What makes a out-of-network emergency appeal letter win
Invoke the No Surprises Act directly. Federal rules require the plan to apply in-network cost-sharing to emergency services and prohibit balance billing for covered NSA services. File a complaint with the federal No Surprises Help Desk (CMS) if a provider continues to bill. Push the plan to issue a 'qualifying payment amount' and route disputes to federal IDR, not to the patient.
The letters that get overturned share a structure: they quote the denial, rebut the plan's specific criteria point by point, cite the controlling standard above, attach a treating-provider letter of medical necessity, and make a clear demand for reversal. Generic letters that simply ask the plan to reconsider do not move reviewers.
Documents to attach
- Denial / EOB showing OON treatment
- Hospital and provider bills
- Emergency department records
- Insurance card and policy summary
- Any balance-bill notices received
Skip the blank page
Apellica builds the full out-of-network emergency appeal for you, with the criteria rebuttal, the controlling-standard citation, and the medical-necessity evidence pack assembled. $0 upfront, pay only if we win.
Build my appeal free →Out-of-network emergency appeal: frequently asked questions
Can my insurer bill me for an out-of-network emergency?

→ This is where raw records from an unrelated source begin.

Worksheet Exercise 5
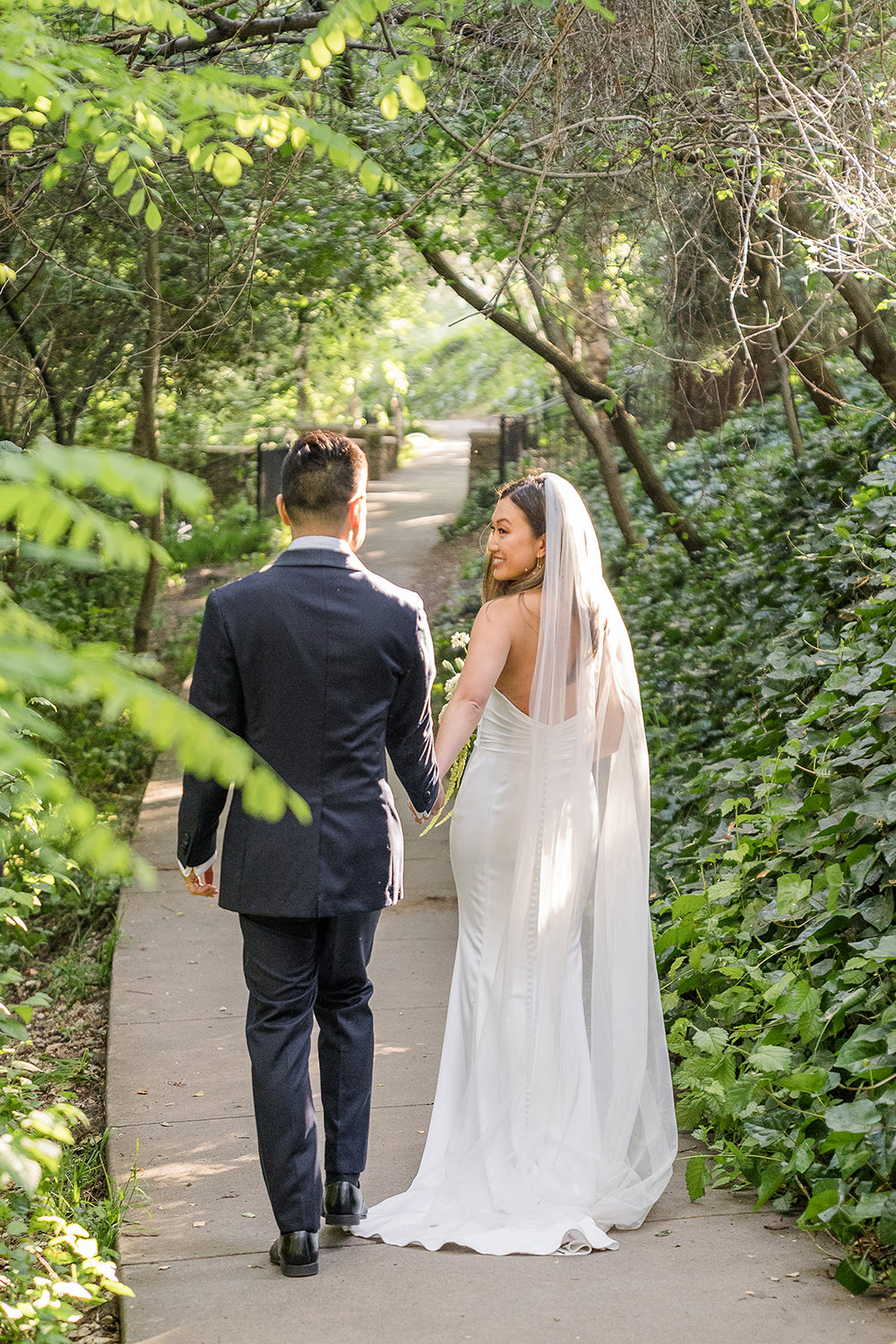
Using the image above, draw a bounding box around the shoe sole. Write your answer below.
[270,1255,320,1279]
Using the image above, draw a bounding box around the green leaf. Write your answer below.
[876,1191,896,1246]
[685,1156,707,1204]
[398,75,426,112]
[834,1255,874,1297]
[777,873,812,916]
[211,150,243,187]
[9,126,33,151]
[358,159,383,196]
[747,1046,793,1074]
[380,89,399,121]
[825,1098,880,1134]
[780,1069,828,1093]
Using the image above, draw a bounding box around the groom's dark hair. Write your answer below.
[280,429,366,524]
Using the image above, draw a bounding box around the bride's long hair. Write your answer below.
[482,472,547,602]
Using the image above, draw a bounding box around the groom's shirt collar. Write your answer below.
[286,537,352,556]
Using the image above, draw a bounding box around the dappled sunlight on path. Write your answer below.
[108,421,896,1344]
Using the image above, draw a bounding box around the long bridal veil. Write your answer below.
[510,473,677,1228]
[356,473,677,1254]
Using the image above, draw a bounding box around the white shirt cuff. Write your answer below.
[177,849,218,878]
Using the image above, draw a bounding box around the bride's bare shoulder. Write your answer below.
[477,589,541,631]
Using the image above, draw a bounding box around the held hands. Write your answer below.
[184,867,218,897]
[407,780,444,827]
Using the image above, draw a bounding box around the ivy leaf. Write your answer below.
[747,1046,793,1074]
[778,873,812,916]
[685,1156,707,1204]
[825,1098,880,1134]
[834,1255,874,1297]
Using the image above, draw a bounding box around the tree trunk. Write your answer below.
[715,196,844,425]
[769,331,804,462]
[560,378,640,546]
[780,193,896,402]
[133,233,162,653]
[0,285,65,444]
[525,263,638,546]
[401,220,702,561]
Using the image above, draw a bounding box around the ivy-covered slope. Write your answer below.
[437,384,896,1292]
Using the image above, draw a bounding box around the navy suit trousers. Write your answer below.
[239,910,380,1233]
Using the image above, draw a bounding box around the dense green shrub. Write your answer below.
[165,500,274,569]
[440,384,896,1292]
[0,441,306,1344]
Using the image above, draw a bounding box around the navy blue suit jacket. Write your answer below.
[177,550,438,918]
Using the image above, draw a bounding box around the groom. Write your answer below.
[177,430,444,1277]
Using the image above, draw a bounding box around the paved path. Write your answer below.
[108,443,896,1344]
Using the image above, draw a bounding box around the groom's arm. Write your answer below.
[385,604,439,812]
[177,593,246,873]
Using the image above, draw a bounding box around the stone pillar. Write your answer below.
[470,429,501,486]
[380,435,398,472]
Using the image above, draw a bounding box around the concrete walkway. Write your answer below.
[108,443,896,1344]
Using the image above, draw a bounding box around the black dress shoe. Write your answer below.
[270,1233,320,1279]
[323,1180,366,1228]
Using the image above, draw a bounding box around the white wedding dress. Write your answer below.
[353,475,677,1255]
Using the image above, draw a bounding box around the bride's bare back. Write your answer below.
[487,589,541,714]
[435,589,541,779]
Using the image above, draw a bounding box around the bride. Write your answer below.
[353,472,677,1255]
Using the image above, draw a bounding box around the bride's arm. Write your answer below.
[435,599,512,780]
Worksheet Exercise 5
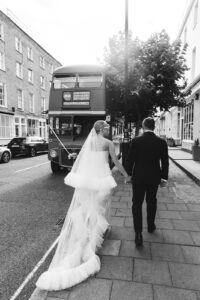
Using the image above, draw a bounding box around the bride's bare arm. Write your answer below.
[109,141,129,178]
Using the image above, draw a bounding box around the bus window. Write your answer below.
[59,117,72,136]
[49,116,72,136]
[78,74,102,88]
[53,74,76,89]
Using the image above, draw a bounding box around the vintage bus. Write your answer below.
[48,65,106,173]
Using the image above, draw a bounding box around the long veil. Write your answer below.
[36,129,116,290]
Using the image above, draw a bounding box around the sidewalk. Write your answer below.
[30,149,200,300]
[169,148,200,185]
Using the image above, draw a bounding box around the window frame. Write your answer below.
[0,82,7,107]
[0,22,5,41]
[15,36,22,53]
[40,75,45,90]
[28,69,34,84]
[27,46,33,61]
[29,93,35,114]
[0,51,6,71]
[40,55,45,69]
[17,89,24,111]
[16,61,23,79]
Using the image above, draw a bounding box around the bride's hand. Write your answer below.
[124,176,131,184]
[68,152,78,159]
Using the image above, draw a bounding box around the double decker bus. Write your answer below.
[48,65,106,173]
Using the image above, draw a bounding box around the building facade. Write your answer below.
[0,11,61,145]
[156,0,200,151]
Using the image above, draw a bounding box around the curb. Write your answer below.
[28,288,48,300]
[169,156,200,186]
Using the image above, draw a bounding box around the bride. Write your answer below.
[36,120,130,291]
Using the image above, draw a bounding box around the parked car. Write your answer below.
[8,136,48,157]
[0,146,11,163]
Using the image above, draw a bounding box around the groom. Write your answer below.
[128,118,169,246]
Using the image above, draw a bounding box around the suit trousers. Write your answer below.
[132,183,158,233]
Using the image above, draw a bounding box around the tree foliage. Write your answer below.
[104,30,189,132]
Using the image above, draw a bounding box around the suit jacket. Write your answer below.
[127,131,169,185]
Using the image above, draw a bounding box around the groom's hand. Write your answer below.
[124,176,131,184]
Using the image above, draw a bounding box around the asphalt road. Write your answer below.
[0,154,73,300]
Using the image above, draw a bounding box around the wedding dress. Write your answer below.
[36,129,116,291]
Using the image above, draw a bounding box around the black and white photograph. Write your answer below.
[0,0,200,300]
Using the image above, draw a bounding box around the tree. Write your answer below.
[104,30,189,134]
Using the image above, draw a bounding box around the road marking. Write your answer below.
[15,161,49,173]
[10,236,59,300]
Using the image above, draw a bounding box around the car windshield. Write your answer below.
[11,138,26,144]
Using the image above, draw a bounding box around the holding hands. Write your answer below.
[160,178,167,188]
[124,175,131,184]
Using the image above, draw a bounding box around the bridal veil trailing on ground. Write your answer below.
[36,128,116,291]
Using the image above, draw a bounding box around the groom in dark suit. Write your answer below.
[128,118,169,246]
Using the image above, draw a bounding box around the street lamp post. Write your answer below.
[122,0,129,169]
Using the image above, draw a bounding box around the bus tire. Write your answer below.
[29,147,36,157]
[51,161,61,174]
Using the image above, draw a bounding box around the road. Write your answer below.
[0,154,73,300]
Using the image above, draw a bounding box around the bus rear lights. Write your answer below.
[73,91,90,101]
[63,92,72,101]
[50,149,58,158]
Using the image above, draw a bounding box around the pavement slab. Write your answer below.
[98,240,121,256]
[172,220,200,231]
[156,219,173,229]
[167,203,188,211]
[110,281,153,300]
[28,157,200,300]
[119,241,151,259]
[110,217,125,227]
[67,279,112,300]
[157,210,182,219]
[191,232,200,246]
[109,226,134,240]
[181,246,200,265]
[163,229,194,245]
[153,285,197,300]
[133,259,172,286]
[169,262,200,291]
[96,256,133,281]
[151,243,184,262]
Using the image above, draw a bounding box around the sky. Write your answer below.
[0,0,190,65]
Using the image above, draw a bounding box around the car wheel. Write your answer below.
[29,148,36,157]
[51,161,61,173]
[1,151,10,163]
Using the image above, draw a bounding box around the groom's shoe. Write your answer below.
[148,224,156,233]
[135,233,143,247]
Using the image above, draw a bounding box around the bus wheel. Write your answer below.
[51,161,60,173]
[29,147,36,157]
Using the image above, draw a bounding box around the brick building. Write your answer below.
[156,0,200,151]
[0,11,61,145]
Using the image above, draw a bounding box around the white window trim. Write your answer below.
[40,75,45,90]
[193,0,199,29]
[27,46,33,61]
[28,69,34,84]
[29,93,35,114]
[0,82,7,107]
[17,89,24,111]
[41,97,46,112]
[0,52,6,71]
[0,23,5,41]
[16,61,23,79]
[40,55,45,69]
[15,36,22,53]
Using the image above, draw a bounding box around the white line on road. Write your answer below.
[10,237,59,300]
[15,161,49,173]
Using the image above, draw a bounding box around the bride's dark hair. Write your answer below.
[93,120,108,134]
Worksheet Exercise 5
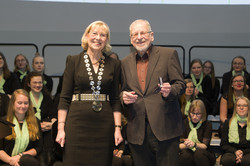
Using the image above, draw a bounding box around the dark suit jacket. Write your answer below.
[122,46,185,145]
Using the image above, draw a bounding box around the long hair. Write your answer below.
[188,99,207,122]
[202,60,216,88]
[229,96,250,125]
[231,56,247,71]
[6,89,39,141]
[24,71,50,96]
[14,54,30,72]
[179,78,195,115]
[81,21,112,52]
[227,74,248,109]
[0,52,11,80]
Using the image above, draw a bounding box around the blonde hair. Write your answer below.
[6,89,39,141]
[188,99,207,122]
[229,96,250,125]
[81,21,112,52]
[14,54,30,72]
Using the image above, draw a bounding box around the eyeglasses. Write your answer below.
[89,32,107,38]
[233,62,244,66]
[186,86,194,89]
[191,112,201,116]
[130,31,152,38]
[204,66,212,69]
[236,104,248,108]
[233,80,244,83]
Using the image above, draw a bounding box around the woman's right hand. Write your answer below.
[9,155,20,166]
[56,123,65,147]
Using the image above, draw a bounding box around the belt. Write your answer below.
[72,93,109,101]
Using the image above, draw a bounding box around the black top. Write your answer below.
[211,78,220,103]
[43,74,53,93]
[181,118,212,147]
[3,72,21,95]
[222,94,234,119]
[220,120,250,155]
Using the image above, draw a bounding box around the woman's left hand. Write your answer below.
[41,122,52,132]
[158,82,171,97]
[114,127,123,146]
[9,155,20,166]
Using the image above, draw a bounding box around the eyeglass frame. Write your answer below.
[130,31,152,38]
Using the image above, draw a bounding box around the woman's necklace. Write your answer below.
[83,53,105,112]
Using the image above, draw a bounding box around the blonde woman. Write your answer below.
[56,21,123,166]
[221,97,250,166]
[179,99,215,166]
[0,89,42,166]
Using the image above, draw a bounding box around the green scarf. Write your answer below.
[191,72,203,93]
[18,70,27,81]
[232,70,245,77]
[30,91,43,120]
[188,119,202,151]
[11,117,29,156]
[184,100,191,116]
[228,114,250,144]
[43,80,47,85]
[0,75,5,93]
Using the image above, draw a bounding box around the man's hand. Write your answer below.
[122,91,138,104]
[161,82,171,97]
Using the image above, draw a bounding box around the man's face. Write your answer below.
[130,21,154,55]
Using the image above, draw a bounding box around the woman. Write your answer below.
[221,97,250,166]
[24,72,57,163]
[14,54,30,87]
[220,74,248,123]
[221,56,250,95]
[56,21,123,166]
[0,52,21,97]
[179,99,216,166]
[0,93,10,118]
[187,59,212,114]
[32,53,53,93]
[179,78,195,119]
[0,89,42,166]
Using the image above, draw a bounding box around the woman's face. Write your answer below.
[190,108,201,123]
[32,57,44,73]
[0,56,4,69]
[203,62,212,75]
[191,62,202,76]
[233,58,245,72]
[86,26,108,52]
[236,99,248,118]
[232,76,245,91]
[185,82,194,96]
[14,94,29,115]
[29,76,43,93]
[16,55,27,70]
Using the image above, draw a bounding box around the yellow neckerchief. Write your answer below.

No. The No Surprises Act applies in-network cost-sharing to emergency services regardless of the facility or provider network, and prohibits balance billing through post-stabilization. A balance bill for covered emergency care is a federal violation.
What is the prudent-layperson standard?
It means an emergency is judged by the symptoms that would lead a reasonable person to seek emergency care, not by the final diagnosis. A retrospective 'non-emergent' downgrade by your insurer can be challenged on this basis.
Who do I contact about an illegal balance bill?
File a complaint with the federal No Surprises Help Desk at CMS, and push your insurer to issue a qualifying payment amount so the dispute routes to federal independent dispute resolution rather than to you.
Does this cover providers at an in-network hospital?
Yes. Out-of-network providers (such as ED physicians, radiologists, or anesthesiologists) who treat you at an in-network facility are also covered by the No Surprises Act's balance-billing protections.